Field	Type	Default	Description
providers	string[]	[]	Reserved for future use
maxConsecutiveFailures	int	5	Number of consecutive poll failures before an app is auto-frozen
pollInterval	string	"2m"	How often the alert monitor polls fleet status. Accepts Go duration strings ("1m", "30s", etc.)

openaiKey

Optional. Provide an OpenAI API key to enable AI-assisted command features.

Legacy format

If adapters is omitted, the bot falls back to the old /etc/fleet/telegram.json format with botToken and chatId fields at the top level.

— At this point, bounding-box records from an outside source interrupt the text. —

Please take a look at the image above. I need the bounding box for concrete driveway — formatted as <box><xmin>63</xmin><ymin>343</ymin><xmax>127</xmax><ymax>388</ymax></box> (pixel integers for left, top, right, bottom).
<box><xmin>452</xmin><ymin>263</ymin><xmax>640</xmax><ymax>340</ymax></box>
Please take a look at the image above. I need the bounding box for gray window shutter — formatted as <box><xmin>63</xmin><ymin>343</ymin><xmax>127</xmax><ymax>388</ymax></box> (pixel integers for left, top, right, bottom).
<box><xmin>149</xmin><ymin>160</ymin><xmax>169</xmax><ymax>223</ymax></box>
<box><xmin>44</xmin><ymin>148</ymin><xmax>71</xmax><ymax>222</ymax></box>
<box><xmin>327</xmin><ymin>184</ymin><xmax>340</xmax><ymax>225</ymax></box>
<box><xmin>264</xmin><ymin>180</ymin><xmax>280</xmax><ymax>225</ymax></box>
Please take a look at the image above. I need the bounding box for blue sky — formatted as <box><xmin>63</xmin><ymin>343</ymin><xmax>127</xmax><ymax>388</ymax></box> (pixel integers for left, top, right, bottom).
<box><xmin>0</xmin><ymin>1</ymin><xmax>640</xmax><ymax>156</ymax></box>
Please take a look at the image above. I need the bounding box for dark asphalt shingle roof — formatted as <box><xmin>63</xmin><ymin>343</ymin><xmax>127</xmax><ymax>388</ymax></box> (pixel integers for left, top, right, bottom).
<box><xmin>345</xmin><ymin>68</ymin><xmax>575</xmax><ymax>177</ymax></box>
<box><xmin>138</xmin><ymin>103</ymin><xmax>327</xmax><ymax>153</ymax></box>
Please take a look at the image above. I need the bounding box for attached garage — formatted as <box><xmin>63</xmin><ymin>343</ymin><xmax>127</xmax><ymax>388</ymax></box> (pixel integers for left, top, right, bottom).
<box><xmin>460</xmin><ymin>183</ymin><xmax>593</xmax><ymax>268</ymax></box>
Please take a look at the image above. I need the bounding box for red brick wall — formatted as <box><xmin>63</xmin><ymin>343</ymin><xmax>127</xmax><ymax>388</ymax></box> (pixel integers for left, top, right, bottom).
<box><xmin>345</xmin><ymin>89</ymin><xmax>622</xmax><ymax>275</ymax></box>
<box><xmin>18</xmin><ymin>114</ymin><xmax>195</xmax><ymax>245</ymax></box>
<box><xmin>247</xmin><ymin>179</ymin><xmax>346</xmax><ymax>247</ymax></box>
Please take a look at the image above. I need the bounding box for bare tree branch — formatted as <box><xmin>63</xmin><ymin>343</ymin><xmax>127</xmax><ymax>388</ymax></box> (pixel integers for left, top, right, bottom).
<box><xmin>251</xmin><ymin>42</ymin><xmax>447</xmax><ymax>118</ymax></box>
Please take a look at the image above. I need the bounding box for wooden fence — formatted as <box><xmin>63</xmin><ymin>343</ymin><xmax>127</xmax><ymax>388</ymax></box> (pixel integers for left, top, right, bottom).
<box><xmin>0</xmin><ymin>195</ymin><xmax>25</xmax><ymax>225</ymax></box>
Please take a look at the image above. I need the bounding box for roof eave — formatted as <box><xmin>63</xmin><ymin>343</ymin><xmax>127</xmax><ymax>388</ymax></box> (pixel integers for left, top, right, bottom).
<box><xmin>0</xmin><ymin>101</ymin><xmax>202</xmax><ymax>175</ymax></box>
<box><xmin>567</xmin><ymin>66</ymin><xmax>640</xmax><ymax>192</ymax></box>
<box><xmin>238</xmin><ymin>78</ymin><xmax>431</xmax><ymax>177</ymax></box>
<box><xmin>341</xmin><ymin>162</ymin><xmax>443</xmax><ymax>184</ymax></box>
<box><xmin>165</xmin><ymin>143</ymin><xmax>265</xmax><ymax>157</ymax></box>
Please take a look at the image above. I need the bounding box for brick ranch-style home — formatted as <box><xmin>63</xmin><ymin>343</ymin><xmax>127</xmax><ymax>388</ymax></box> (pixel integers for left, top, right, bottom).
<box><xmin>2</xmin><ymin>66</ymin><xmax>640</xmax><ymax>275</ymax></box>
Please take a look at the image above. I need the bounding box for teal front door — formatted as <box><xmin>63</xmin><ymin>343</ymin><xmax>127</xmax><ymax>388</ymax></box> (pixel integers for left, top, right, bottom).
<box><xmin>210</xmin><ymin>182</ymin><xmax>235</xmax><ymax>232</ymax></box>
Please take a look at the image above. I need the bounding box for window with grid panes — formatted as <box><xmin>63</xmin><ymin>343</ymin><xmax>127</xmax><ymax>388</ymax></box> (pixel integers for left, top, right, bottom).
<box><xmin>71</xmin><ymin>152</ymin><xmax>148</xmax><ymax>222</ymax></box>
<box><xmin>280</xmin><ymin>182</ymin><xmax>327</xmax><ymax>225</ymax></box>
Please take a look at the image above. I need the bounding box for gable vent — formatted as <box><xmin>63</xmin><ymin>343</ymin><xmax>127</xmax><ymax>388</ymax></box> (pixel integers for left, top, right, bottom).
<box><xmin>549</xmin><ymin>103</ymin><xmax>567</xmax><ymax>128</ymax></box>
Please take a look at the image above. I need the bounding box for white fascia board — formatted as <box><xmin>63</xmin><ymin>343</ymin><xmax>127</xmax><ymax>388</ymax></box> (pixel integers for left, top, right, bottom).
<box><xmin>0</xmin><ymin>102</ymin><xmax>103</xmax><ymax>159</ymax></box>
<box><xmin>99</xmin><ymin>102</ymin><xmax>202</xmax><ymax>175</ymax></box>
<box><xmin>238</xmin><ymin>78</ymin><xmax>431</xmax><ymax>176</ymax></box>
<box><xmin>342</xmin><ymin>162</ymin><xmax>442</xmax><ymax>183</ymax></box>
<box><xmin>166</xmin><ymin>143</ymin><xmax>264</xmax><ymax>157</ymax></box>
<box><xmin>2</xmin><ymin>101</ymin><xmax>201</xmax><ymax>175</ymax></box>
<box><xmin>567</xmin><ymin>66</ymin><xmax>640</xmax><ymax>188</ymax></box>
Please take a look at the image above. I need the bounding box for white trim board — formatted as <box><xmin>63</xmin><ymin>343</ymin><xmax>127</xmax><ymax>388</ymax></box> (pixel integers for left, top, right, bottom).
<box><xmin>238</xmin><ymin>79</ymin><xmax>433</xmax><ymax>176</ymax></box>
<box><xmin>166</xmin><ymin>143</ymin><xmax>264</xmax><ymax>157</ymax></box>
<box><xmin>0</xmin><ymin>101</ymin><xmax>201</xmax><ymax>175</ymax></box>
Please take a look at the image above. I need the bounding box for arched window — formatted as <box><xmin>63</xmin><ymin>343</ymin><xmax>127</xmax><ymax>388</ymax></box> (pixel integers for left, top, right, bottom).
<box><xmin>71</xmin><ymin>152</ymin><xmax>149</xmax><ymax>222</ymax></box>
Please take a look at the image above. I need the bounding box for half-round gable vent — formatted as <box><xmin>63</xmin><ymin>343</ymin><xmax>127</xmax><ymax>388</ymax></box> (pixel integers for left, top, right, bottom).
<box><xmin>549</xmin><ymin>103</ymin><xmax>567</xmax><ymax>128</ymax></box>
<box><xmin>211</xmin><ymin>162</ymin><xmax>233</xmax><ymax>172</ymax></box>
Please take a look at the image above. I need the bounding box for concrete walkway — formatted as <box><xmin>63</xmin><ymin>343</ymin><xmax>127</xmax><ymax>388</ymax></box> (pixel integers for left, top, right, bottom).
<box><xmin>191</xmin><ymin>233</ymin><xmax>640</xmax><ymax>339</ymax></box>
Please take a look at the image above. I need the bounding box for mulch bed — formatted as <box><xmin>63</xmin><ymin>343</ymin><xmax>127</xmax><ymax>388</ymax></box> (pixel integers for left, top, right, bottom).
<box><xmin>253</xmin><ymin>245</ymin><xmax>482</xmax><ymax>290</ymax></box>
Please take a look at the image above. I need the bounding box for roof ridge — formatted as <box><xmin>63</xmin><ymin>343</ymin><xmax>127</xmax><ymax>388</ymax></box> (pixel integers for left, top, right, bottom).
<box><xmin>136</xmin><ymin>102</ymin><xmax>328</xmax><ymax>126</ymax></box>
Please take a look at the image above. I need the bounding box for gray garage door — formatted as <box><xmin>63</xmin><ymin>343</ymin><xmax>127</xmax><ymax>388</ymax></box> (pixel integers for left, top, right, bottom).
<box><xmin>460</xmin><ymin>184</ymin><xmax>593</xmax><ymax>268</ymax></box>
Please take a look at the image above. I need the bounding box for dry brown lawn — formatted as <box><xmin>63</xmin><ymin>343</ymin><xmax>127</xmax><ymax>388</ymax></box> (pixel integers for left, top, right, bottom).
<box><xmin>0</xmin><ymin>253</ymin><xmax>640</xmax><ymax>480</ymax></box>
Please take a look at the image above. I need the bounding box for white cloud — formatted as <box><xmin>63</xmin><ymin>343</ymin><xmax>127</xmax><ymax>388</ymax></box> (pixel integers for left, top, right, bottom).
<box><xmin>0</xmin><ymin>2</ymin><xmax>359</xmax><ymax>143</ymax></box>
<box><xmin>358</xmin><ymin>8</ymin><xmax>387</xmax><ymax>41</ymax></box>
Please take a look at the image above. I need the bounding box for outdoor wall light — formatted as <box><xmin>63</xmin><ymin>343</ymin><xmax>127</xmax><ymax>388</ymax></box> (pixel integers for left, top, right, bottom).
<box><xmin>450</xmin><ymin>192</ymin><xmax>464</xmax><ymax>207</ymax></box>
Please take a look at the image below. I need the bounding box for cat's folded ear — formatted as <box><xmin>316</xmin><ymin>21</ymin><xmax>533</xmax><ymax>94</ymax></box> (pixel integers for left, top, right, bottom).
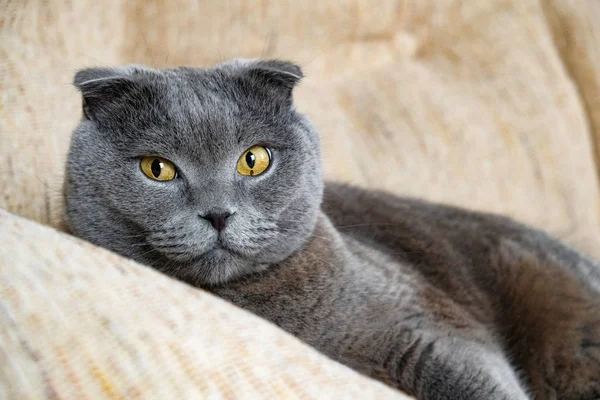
<box><xmin>73</xmin><ymin>65</ymin><xmax>149</xmax><ymax>120</ymax></box>
<box><xmin>227</xmin><ymin>59</ymin><xmax>304</xmax><ymax>104</ymax></box>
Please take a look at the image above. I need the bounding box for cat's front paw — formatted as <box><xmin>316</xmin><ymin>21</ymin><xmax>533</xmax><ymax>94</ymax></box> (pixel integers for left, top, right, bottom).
<box><xmin>392</xmin><ymin>338</ymin><xmax>529</xmax><ymax>400</ymax></box>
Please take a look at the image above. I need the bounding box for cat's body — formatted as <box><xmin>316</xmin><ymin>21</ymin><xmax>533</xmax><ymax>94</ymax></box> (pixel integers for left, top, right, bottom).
<box><xmin>66</xmin><ymin>62</ymin><xmax>600</xmax><ymax>400</ymax></box>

Systemd service (optional)

To run without Docker, or to auto-start the Docker Compose stack on boot, create a systemd service:

/etc/systemd/system/fleet-bot.service

[Unit]
Description=fleet-bot messaging interface
After=docker.service
Requires=docker.service

[Service]
WorkingDirectory=/path/to/fleet/bot
ExecStart=/usr/bin/docker compose up
ExecStop=/usr/bin/docker compose down
Restart=always
RestartSec=10

[Install]
WantedBy=multi-user.target

systemctl daemon-reload
systemctl enable --now fleet-bot

Caution

The bot container needs access to the Docker socket, the systemd D-Bus socket, and the fleet CLI. Review the volume mounts in bot/docker-compose.yml before deploying. Many operations (restart, start, stop, logs) require that the host fleet CLI binary is reachable inside the container.

Volume mounts

The bot/docker-compose.yml mounts the following into the container:

Host path	Purpose
/var/run/docker.sock	Docker API (read-only)
/usr/bin/docker	Docker CLI binary
/proc, /sys	Host metrics for /sys and /digest
/etc/fleet/bot.json	Bot config (read-only)
/etc/nginx	Nginx configs for /nginx list
/etc/truewaf	WAF config (read-write for whitelist changes)
/var/log/truewaf	WAF logs for /waf logs
$HOST_HOME	Home dir — fleet CLI, app directories
/usr/local/bin/node	Node.js runtime for fleet CLI
/run/fleet-secrets	Runtime secrets (read-only)
/run/dbus/system_bus_socket	systemd D-Bus for systemctl calls

Set HOST_HOME in your environment or the default /root is used.